CRUCIFIJA is a 75,000 word YA urban fantasy novel [Wait, that's it for the plot? That's just the situation Ciri finds herself in, possibly in chapter one. We want to know what she does about it, what goes wrong, why her mother married this loser, why her father entrusted the medallion to her instead of tossing it into Mount Doom or the Pacific Ocean or melting it down or giving it to the pope.] that's a hybrid of Carrie Vaughn's Kitty Norville series and Jacqueline Carey's Agent of Hel trilogy, [You should change the title to Hel Kitty.] only with a teenage audience in mind. [Possibly if I'd read these series I'd have some idea what you're talking about, but I haven't, so I looked them up. It seems the Kitty Norville series is about a werewolf named Kitty who hosts a talk radio advice show for the supernaturally disadvantaged; and the Agent of Hel series stars a file clerk whose dad was a demon, and is set (according to Tasmanian author Tansy Rayner Roberts) in a town full of "angry ladies in leather trousers, having lots of sex with monstrous men, and kicking butt." I don't see the resemblance to your book. In any case, I'd rather you used the space to talk about your book than to compare it to other books.] I have been coached by Chuck Sambuchino and Jane Friedman of Writer's Digest. [You have coaches? Is this the next big thing? Although I recommend leaving this out of the query, if you do include it you now have my permission to include Evil Editor on your list of coaches. Specifically, refer to me as "Evil Editor, the most famous editor in the world."] Also, I have participated in the Algonkian Novel Writing Program and the Michigan Writing Workshop. [Not important in your query. Unless you're writing to someone you met when she was a speaker/instructor there.]

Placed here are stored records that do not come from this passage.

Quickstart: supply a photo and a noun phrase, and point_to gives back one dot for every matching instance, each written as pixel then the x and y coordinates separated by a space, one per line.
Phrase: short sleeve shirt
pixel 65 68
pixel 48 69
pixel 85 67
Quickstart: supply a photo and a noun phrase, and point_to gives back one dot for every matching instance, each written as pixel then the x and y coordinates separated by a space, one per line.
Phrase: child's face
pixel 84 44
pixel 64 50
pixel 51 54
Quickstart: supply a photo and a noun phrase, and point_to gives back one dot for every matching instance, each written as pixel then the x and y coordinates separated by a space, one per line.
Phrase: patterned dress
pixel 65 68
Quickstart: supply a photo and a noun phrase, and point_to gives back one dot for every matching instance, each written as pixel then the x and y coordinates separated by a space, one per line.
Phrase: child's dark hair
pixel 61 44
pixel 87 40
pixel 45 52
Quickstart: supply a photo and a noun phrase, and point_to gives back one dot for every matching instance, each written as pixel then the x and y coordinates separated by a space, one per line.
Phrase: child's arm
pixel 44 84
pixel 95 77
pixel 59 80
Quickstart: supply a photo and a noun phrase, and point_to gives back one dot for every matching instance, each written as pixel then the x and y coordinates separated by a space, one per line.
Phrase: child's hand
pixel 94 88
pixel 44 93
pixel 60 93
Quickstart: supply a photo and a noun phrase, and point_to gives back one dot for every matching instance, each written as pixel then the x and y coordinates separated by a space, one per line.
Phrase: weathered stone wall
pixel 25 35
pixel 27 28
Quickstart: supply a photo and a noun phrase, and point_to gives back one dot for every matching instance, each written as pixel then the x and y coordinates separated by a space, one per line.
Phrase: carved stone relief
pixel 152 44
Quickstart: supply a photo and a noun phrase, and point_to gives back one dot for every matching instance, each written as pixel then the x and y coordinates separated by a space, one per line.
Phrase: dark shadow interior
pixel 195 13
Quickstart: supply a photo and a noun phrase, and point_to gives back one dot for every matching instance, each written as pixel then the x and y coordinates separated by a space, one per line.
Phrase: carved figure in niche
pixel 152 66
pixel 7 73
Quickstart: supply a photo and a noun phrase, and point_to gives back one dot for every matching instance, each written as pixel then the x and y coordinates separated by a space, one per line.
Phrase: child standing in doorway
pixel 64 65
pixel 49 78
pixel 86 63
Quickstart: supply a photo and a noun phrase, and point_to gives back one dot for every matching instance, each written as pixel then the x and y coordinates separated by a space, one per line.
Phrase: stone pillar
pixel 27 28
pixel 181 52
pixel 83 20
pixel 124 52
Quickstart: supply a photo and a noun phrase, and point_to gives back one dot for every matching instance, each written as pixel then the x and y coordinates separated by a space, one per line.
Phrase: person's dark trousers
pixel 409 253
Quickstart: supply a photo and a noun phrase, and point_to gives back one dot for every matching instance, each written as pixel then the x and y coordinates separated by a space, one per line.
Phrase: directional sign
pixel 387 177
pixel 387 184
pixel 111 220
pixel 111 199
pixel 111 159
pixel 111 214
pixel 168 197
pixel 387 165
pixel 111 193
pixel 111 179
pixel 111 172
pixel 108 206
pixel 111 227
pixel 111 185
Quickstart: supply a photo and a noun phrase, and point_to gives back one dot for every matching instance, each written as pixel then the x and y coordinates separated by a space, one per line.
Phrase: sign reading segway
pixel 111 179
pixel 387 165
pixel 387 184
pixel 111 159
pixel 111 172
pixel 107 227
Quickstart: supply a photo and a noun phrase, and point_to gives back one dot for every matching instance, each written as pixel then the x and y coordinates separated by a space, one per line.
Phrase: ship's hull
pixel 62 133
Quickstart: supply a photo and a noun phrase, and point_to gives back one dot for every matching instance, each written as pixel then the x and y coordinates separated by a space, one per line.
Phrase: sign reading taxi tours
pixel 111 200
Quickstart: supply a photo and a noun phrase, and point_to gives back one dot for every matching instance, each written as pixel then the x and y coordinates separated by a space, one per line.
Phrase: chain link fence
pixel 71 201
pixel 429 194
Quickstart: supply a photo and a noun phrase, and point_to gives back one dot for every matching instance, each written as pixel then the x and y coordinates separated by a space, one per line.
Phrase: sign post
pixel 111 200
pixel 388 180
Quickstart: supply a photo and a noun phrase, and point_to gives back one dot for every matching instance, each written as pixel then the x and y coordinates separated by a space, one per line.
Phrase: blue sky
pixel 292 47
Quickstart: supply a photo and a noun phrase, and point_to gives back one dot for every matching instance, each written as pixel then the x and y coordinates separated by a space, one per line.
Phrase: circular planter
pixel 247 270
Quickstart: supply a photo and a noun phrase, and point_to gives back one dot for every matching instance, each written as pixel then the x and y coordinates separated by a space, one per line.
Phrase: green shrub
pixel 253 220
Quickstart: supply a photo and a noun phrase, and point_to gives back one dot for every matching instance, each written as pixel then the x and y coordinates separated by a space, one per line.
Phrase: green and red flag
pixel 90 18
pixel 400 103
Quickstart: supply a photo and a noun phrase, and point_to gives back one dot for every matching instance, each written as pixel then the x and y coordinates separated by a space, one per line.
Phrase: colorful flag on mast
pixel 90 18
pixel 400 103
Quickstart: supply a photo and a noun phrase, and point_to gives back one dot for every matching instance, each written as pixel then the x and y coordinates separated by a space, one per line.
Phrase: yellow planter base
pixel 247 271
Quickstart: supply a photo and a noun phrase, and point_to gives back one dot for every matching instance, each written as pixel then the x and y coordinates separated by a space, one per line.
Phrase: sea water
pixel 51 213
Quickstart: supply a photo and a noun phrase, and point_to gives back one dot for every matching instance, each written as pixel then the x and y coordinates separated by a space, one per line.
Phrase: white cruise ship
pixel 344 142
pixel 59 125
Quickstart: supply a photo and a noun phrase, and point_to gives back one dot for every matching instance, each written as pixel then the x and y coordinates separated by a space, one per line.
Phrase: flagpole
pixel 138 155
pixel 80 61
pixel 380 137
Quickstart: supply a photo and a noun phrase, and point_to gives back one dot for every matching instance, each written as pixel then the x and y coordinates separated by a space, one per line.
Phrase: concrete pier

Thank you for your time. I look forward to working with you soon.



Whose idea was it to have a medallion floating around that can unleash Satan's army?

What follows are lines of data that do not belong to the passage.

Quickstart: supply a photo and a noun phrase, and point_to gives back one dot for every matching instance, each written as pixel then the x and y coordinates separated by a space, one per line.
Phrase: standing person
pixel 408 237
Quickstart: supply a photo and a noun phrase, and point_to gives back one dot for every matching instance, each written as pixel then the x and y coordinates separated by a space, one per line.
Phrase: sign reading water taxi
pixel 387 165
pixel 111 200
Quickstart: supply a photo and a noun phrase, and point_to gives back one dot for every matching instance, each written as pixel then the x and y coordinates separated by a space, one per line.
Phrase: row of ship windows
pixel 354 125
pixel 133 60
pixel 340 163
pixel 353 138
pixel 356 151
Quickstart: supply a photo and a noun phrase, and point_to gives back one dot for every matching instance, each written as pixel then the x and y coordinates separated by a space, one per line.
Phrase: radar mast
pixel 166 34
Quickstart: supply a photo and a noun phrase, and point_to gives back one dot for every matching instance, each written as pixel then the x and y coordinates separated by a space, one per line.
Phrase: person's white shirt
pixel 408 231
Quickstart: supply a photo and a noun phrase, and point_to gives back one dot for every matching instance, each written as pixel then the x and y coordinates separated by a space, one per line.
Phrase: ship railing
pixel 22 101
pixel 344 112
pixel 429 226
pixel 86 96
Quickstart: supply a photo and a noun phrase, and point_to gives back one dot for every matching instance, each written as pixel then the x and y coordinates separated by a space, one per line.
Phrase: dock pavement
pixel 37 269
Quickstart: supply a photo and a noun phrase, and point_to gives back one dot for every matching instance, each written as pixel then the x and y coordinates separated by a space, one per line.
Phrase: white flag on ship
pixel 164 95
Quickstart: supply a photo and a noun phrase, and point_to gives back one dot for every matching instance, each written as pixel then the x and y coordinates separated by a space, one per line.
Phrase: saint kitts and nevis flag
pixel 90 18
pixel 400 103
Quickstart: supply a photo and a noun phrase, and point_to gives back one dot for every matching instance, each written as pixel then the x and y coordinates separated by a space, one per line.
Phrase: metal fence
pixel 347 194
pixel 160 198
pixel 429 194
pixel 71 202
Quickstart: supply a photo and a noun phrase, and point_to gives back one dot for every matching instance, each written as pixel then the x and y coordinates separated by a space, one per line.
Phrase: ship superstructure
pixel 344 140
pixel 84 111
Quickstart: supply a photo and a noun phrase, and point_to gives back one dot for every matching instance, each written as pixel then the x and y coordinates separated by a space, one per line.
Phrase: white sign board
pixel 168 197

God: Okay, I've managed to imprison Satan in the depths of hell where he won't bother anyone.

Angel: Nice work, Dude. But what if the humans need Satan some day, like to help fight off the Borg?

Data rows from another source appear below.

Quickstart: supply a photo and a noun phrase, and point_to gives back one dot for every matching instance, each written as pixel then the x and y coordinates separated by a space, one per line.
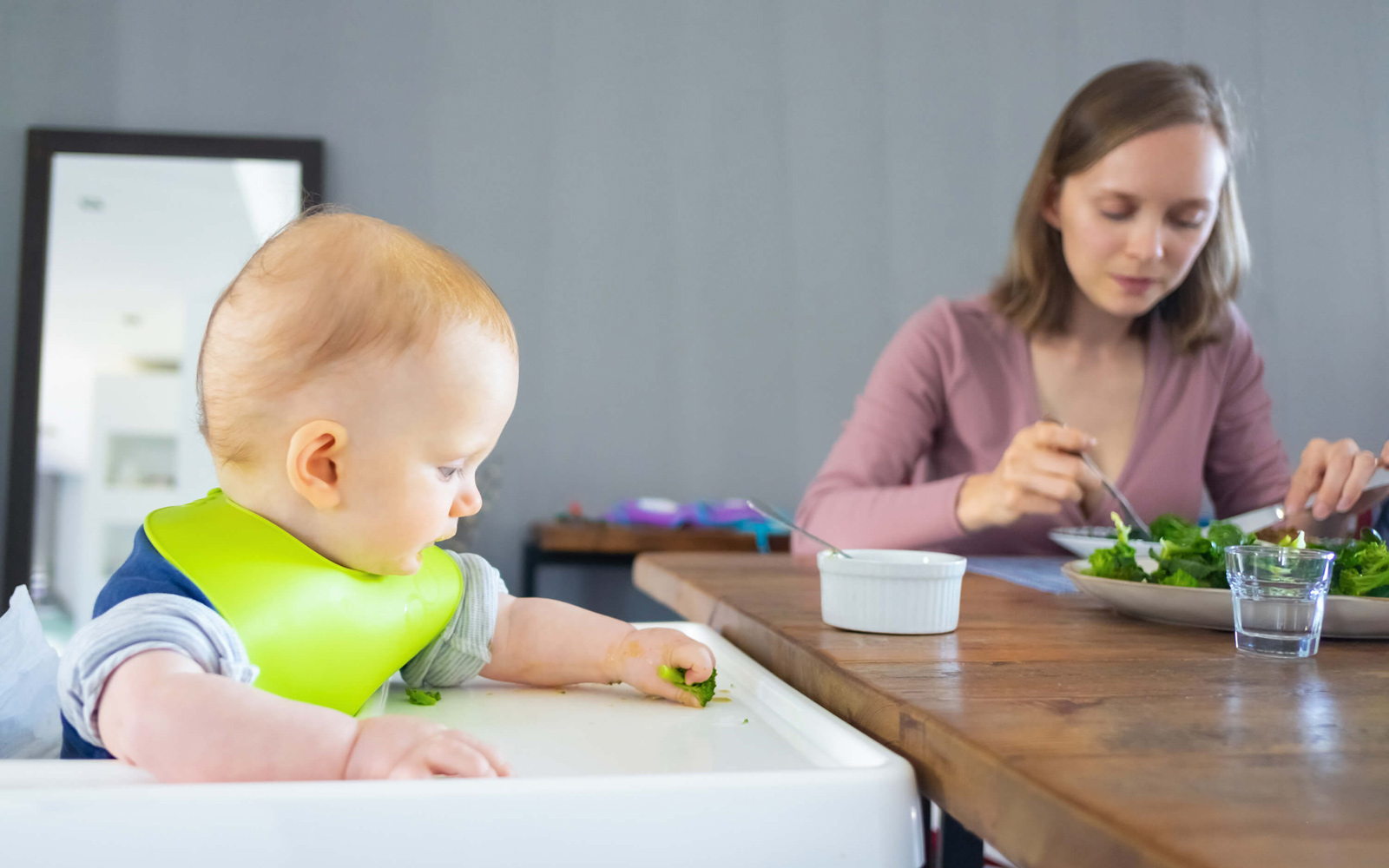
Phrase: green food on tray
pixel 421 698
pixel 1191 559
pixel 703 691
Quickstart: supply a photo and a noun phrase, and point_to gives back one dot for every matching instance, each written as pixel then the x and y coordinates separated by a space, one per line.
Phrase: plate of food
pixel 1184 581
pixel 1087 541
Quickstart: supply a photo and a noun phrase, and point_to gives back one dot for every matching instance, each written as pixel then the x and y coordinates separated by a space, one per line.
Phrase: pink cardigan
pixel 955 385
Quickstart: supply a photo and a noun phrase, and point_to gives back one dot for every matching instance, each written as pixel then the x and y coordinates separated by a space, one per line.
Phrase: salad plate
pixel 1212 608
pixel 1083 542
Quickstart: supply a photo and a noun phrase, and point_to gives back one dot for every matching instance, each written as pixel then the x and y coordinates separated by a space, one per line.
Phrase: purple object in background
pixel 666 513
pixel 659 511
pixel 731 511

God: Hmm, good point. I know! I'll create a medallion that will open the gates of hell. And I'll entrust it to some random guy who can pass it down through his family for eternity, even if that means it may one day end up in the hands of a sixteen-year-old girl who believes freeing her best friend from a kidnapper is more important than saving the entire human race.

Three sentences is enough to set up the situation. Then add five to seven sentences in which you convince us that you have a compelling story with a main character we'll want to spend hours reading about. Or say nothing about the book, but declare you've been coached by Evil Editor. That's usually enough to close the deal.

Does the medallion depict a crucifix? Why the Spanish title? Are we targeting the Hispanic audience?

Monday, November 02, 2015

Feedback Request

The author of the book featured most recently here would like feedback on the query revision below.

Ana is a monster. She was born human like everyone else but one by one everyone else took on physical traits of the animal they were meant to be. Abandoned by her family and feared by everyone around her she has raised herself in the woods for eight years.

One day, her home is set on fire. Before the forest is destroyed, Ana manages to rescue a coyote girl named Arella and her dog brother Rae. Rather than fear her Rae and Arella sympathize, and even offer to let her travel with them. They are going to see a king who might be able to help Ana become like everyone else. She isn’t sure she can trust them but she doesn’t have any other options.

As they travel however, many obstacles arise on their journey. Rae and Arella turn out to be criminals working against the king, guards in every town are after them, and Ana finds herself suddenly displaying uncontrollable powers. Worst of all, the king has secret plans for Ana and her powers. In the end, Ana must decide who to trust in order to understand her powers and finally find peace.

Keeper of the Woods is a 56,000 word middle grade fantasy novel written as a trilogy. I look forward to hearing from you.